While Pakistan and the U.S. agree on targeting al-Qaeda and, more recently, the Taliban Movement of Pakistan ("Tehreek-e-Taliban Pakistan"), they strongly disagree over action against Afghan insurgents operating from Pakistani territory.

"Where we differ, of course, is the treatment of the groups who are attacking our troops in Afghanistan. And that comes down to Haqqani and Gul Bahadur and Nazir, to a lesser extent Hekmatyar, and yes, of course, there are differences there," Patterson said, naming some of the most prominent extremist leaders. "We have a very candid dialogue about this with some frequency."

Bahadur, based in North Waziristan, and Maulvi Nazir, based in South Waziristan, are Pakistani Taliban commanders who fight only in Afghanistan. Gulbuddin Hekmatyar, an old-time Afghan militant commander, is based near the Pakistani border.

"In my view the Pakistanis don't have the capacity to go after some of these groups. Some they do, let me stress, but say Siraj Haqqani holds territory, huge swaths of territory in North Waziristan, where he's been implanted for years," said Patterson.

"My own view is that the Haqqani group is the biggest threat (in Afghanistan). The Quetta Shura, yes, is sort of a command and control. They move in and out of Afghanistan. But the Haqqani group has ... shown the ability to reach all the way to Kabul with these huge attacks, which not only kill loads of people but are also politically destabilizing."

Nevertheless, Patterson said that Pakistan had "taken more action against some of these groups than most people are aware of."

Until 2001, Pakistan openly supported the Taliban in Afghanistan, which in turn hosted al-Qaeda's leadership. Pakistan officially abandoned the Taliban, under enormous American pressure, after the 9-11 attacks. However, many Western military officers think that the Pakistani military, which remains in charge of Afghanistan policy, continues to view Mullah Omar and Haqqani as "assets," an insurance policy it might have to rely on if the U.S. pulls out of Afghanistan and the Taliban return to power. Haqqani has been close to Pakistan's Inter-Services Intelligence military spy agency since the 1980s.

Pakistan also has grievances against the U.S. Last year, Washington signed a civil nuclear cooperation deal with India, but not with Pakistan. India also has played a significant role in Afghanistan - with an aid program worth more than $1 billion, including road-building and education assistance - which has raised suspicions in Pakistan.

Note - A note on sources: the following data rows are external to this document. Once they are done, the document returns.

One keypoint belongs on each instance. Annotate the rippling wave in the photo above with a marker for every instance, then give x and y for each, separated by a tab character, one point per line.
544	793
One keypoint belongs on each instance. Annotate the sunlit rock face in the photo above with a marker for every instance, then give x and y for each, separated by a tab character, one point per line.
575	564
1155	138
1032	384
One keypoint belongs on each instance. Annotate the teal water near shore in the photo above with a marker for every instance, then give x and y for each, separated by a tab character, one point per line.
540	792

"We consider India as a threat to our security; the Americans don't," said a senior official in the Pakistani administration, who spoke only on the condition of anonymity because of the sensitivity of the issue.

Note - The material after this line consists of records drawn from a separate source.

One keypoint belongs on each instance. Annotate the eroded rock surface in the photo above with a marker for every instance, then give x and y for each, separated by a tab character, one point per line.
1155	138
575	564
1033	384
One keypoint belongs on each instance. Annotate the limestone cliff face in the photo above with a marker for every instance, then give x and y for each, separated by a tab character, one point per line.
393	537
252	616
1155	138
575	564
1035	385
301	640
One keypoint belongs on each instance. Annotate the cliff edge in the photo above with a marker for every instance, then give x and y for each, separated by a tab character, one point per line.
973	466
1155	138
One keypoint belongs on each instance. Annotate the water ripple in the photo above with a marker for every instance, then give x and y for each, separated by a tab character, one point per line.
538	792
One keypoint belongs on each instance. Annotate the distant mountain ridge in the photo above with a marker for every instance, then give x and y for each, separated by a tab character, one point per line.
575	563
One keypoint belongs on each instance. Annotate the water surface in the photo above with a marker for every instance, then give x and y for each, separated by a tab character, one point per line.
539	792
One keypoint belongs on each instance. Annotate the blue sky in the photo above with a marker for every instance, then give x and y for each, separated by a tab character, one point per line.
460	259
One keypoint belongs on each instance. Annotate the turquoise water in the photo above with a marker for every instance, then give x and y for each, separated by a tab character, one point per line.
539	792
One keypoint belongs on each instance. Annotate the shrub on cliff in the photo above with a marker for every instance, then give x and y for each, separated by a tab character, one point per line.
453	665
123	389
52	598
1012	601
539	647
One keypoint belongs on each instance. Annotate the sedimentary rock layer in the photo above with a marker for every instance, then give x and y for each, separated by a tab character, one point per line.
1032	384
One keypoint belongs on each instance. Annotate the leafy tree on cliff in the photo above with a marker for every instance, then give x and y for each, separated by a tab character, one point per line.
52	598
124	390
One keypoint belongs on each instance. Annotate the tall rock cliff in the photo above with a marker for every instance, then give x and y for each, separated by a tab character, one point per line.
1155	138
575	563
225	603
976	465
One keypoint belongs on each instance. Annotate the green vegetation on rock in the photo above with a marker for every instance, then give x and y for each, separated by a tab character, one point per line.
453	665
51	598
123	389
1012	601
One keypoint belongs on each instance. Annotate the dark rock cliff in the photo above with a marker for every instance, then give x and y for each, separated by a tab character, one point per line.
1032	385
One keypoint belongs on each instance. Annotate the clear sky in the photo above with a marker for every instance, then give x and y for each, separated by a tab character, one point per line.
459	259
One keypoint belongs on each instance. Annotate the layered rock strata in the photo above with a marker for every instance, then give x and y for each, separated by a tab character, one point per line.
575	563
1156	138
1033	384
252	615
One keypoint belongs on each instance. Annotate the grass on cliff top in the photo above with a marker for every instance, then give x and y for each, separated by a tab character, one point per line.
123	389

He added: "We can't go after everyone at the same time - that would destabilize our own country - but we will do it."

Pakistan says that the U.S. has failed to provide it with the right military hardware for the anti-terror fight. Islamabad also thinks that international forces in Afghanistan haven't been effective in sealing their side of the largely unmarked, porous border, so Afghan extremists infiltrate Pakistan and fight the Pakistani army in the tribal area, especially the Bajaur region.

"We have complained and informed them (NATO) that the strength they have on their side of the border (in Afghanistan) is not even a tenth of what we have on our side," said Pakistan's chief military spokesman, Maj. Gen. Athar Abbas, who added that "obviously the threat (in Pakistan) that's more significant will be taken care of first," without specifying what it is.

Underlying Pakistan's concerns in Afghanistan is the grave doubt that top Pakistani military and civilian officials harbor - which Mullen acknowledged in his testimony - about the U.S. commitment to Afghanistan, amid growing public opposition to the war there.

"What happens if America leaves? What would Pakistan's situation be the day after?" said Hasan Askari Rizvi, an analyst based in Lahore. "If we pick a fight with every group in the tribal area and Afghanistan, after the Americans leave, everybody would pounce on Pakistan."

The risk is of a self-fulfilling prophecy: that Pakistan's inaction, based on its distrust of American motives, helps lead to the very situation the country says it wants to avoid. If the Taliban retake Afghanistan, Mullen said in his testimony, "the internal threat to Pakistan by extremism will only worsen."